The emcee's 13th album can be a slog, but it's filled with offerings that regularly remind us why he's still the greatest rapper alive.
On Lil Wayne's 24-track data dump Funeral, the legendary emcee uses its lethargic run-time for the sole purpose of flexing.
Moments of self-reflection are scarce, and while it's great to hear a refreshed Weezy craft a handful of new, ludicrous lines like, "Got Siri f*ckin' Alexa, me and my dawgs pull up in a Tesla," the 75-minute venture leaves little breathing room when ingested as a whole. Die-hard Wayne fans will enjoy the outing, as Wayne's signature braggadocio is in full force for a majority of the project. But similarly to Eminem's Music to Be Murdered By, Funeral is less an album and more a vessel for Wayne to merely demonstrate ostentation.
He uses his witty lyricism to rap about drugs, cars, money, sex, and not much else. He teases moments of self-reflection on tracks like "Dreams," only to aggressively say "just kidding" and continue the trend: "I had a dream I was broke, no diamond and no gold...I woke up and I screamed thank God it was just a dream! I live the American dream..." The never-ending braggadocio can become repetitive and exhausting, but Wayne's career-defining moments have always been when he decimates the microphone.
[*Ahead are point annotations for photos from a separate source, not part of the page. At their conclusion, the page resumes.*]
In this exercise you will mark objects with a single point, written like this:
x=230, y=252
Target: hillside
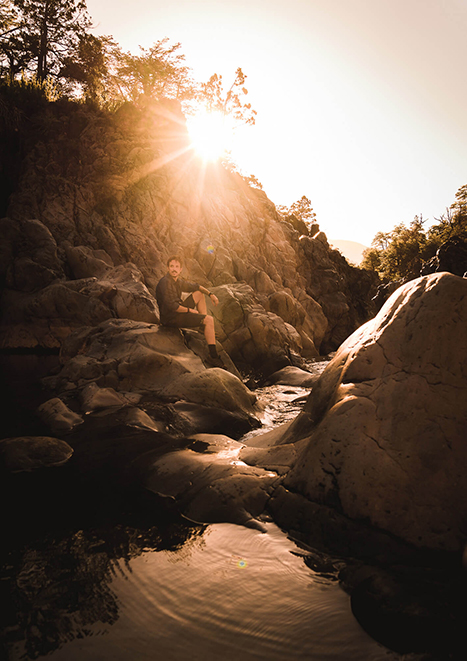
x=96, y=191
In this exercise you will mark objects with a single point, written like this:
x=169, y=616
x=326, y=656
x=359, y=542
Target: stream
x=156, y=586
He bounces effortlessly alongside Takeoff on "I Don't Sleep," "I Do It" is a surprisingly refreshing melting pot of Hip-Hop generations new and old, and "Mahogany" is a strong contender for "A Milli" part 2.
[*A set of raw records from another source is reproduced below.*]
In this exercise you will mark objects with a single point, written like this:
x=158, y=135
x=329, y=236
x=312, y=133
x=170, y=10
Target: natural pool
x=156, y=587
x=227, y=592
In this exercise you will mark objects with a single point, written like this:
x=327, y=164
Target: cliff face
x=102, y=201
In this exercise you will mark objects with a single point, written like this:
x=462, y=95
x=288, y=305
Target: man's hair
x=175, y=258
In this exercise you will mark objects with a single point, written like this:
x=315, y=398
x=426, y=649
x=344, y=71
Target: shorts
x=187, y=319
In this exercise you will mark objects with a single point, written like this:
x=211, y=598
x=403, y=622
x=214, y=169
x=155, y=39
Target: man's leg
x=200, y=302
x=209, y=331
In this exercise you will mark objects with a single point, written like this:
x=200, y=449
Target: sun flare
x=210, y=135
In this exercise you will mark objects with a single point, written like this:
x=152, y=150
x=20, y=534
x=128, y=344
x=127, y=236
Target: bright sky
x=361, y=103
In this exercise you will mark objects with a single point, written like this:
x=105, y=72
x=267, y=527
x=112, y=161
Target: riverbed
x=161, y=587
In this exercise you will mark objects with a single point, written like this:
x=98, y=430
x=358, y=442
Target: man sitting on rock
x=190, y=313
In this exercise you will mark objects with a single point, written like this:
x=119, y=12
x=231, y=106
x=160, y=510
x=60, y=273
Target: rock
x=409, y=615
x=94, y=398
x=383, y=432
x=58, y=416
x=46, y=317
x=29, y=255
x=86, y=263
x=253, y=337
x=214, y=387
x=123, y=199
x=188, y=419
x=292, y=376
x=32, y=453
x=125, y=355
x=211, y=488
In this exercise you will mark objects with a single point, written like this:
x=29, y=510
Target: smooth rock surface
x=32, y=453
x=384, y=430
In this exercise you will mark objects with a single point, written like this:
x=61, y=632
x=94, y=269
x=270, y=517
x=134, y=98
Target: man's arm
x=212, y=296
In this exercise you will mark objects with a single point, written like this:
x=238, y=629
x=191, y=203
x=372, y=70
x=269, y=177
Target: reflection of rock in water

Ironically it's when Weezy does decide to lift his foot off the gas that the album truly suffers. "Trust Nobody," featuring a vanilla hook from the uber vanilla Maroon 5 frontman Adam Levine, and "Sights and Silencers" suffer from a similar cheesy dilemma. There is a stark amount of variety on the project, and it doesn't help that when Wayne does decide to switch it up the result is boring (although "Nevermind" brings back nostalgic memories of Tha Carter IV's "How To Love").
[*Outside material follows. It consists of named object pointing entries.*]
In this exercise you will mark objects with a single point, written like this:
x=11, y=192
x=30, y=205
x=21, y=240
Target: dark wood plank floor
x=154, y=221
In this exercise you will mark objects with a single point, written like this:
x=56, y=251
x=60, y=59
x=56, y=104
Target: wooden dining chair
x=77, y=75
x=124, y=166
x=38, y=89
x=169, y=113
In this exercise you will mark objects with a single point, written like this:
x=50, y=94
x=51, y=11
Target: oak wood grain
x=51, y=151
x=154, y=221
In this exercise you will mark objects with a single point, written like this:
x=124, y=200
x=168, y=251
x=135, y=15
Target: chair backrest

But on "Bastard (Satan's Kid)" it seems to all come into balance. The track is a fleeting moment of haunting reflection from the greatest rapper alive and paints a disturbing portrait of the people that raised him. "Uncle used to say, 'Your daddy just too young to raise a kid,' Daddy used to treat my mama like they never made a kid," he raps over ghostly 808s. Wayne has been on top for the better part of a decade, but that decade has been consumed with vicious legal fights, personal heartbreaks, and crippling addiction. Through it all, he has prospered, and it's a brief reminder, either to the listeners or himself, that he's a child of trauma, that he's always fighting for respect he is regularly told he doesn't deserve. The least we can do is let him flex his chops. "It's been quite a journey," he says as the track fades out.